Tracing Change in African Art

A social and iconographic history of a West African sculptural form

Lavishly illustrated with field photographs, Asen, Ancestors, and Vodun tells the remarkable history of the rise and decline of the sculptural tradition of ancestral asen in southern Benin. Asen, canonical metal art objects that are created to honor the spirits of ancestors and vodun deities, are meeting points in which visible and spiritual worlds interact. Richly decorated with a variety of human, animal, and plant motifs that illustrate proverbs and other highly inventive oral arts, ancestral asen reflect the relationship between the living and the dead through visual and verbal references to the deceased.

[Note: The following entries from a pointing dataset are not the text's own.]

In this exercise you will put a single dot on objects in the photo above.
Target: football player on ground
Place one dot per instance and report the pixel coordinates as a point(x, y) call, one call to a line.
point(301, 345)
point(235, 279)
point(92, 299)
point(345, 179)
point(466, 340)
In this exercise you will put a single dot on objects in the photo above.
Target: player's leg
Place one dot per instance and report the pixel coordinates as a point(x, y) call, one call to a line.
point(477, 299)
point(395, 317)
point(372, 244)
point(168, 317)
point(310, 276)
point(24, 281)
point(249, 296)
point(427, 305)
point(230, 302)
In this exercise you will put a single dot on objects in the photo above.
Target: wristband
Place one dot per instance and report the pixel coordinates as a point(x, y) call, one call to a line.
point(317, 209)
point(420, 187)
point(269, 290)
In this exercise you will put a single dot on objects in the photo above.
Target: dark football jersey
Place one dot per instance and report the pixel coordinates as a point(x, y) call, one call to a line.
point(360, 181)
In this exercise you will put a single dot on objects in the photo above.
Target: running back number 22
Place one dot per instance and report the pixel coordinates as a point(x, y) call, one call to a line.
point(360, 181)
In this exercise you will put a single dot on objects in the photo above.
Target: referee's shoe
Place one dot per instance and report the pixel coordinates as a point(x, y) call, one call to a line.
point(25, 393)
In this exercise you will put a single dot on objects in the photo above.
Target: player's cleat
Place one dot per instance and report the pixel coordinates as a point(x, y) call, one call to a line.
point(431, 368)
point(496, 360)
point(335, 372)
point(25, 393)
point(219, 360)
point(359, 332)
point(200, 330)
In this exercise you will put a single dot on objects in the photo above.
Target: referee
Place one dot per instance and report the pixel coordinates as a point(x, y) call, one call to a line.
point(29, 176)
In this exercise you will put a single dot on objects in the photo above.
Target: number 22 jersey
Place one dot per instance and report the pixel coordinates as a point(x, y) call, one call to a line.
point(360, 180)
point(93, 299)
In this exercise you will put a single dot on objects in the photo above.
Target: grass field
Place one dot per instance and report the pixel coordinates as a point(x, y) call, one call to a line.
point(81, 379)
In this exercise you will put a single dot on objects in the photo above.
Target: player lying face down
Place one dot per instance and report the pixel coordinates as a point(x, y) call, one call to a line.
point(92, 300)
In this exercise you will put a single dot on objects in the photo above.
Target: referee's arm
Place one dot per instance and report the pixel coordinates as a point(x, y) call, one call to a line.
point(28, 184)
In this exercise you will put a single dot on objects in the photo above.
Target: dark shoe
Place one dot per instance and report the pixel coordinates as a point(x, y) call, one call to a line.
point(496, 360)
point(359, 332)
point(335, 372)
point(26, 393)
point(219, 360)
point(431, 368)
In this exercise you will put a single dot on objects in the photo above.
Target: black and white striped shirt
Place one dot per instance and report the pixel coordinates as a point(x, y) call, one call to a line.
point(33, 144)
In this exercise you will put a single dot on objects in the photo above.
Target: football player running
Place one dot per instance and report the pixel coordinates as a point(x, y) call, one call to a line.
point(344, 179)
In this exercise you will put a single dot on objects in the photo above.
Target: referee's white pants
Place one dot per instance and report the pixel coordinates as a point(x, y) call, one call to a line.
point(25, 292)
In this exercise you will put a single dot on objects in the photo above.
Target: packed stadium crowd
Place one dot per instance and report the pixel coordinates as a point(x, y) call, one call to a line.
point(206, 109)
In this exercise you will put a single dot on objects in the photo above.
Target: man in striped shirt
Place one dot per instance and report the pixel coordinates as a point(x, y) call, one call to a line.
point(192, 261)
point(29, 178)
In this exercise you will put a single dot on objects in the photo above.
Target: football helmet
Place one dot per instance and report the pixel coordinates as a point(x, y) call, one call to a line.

Drawing on extensive fieldwork in the former Kingdom of Dahomey, Edna G. Bay traces more than 150 years of transformations in the manufacture and symbolic meanings of asen against the backdrop of a slave-raiding monarchy, domination by French colonialism, and postcolonial political and social change. Bay expertly reads evidence of the area's turbulent history through analysis of asen motifs as she describes the diverse influences affecting the asen production process--from the point of their probable invention to their current decline in use. Paradoxically, asen represent a sacred African art form, yet are created using European materials and technologies and are embellished with figures drawn from tourist production. Bay's meticulously researched artistic and historical study is a fascinating exploration of creativity and change within Benin's culture.


"In this nuanced extended essay, Bay demonstrates the social processes through which an object type can both reflect and structure devotional practice embedded within political economy, changing over time. . . . Recommended."--Choice

“Edna Bay paints a dense landscape of Dahomey during the precolonial, colonial, and postcolonial period through the lens of the asen . . . . In all, this valuable asen study offers a comprehensive account of the shifts in political, socioeconomic, and religious thought in Ouidah and beyond over 150 years.”--International Journal of African Historical Studies

"Asen, Ancestors, and Vodun is a fascinating and insightful study of the life and social history of asen, a disappearing West African art form. Elegantly written, Bay's study has tremendous wide-ranging appeal that includes all those interested in African history, material culture, art history, and visual culture."--Henry John Drewal, author of Beads, Body, and Soul: Art and Light in the Yoruba Universe

"The great strength of Asen, Ancestors, and Vodun is that Bay explores the history of one particular object through time, a recent trend in African art studies. As an historian, she is able to embed the course of asen through time in relationship to social and political and economic change that occurred in the country. This invaluable book is almost as much a history of the city of Abomey in Benin as it is a study of one object."--Simon Ottenberg, editor of The Nsukka Artists and Nigerian Contemporary Art


Edna G. Bay is Professor of Interdisciplinary and African Studies in the Graduate Institute of the Liberal Arts at Emory University. She is the author of Wives of the Leopard: Gender, Politics, and Culture in the Kingdom of Dahomey and numerous articles on southern Benin.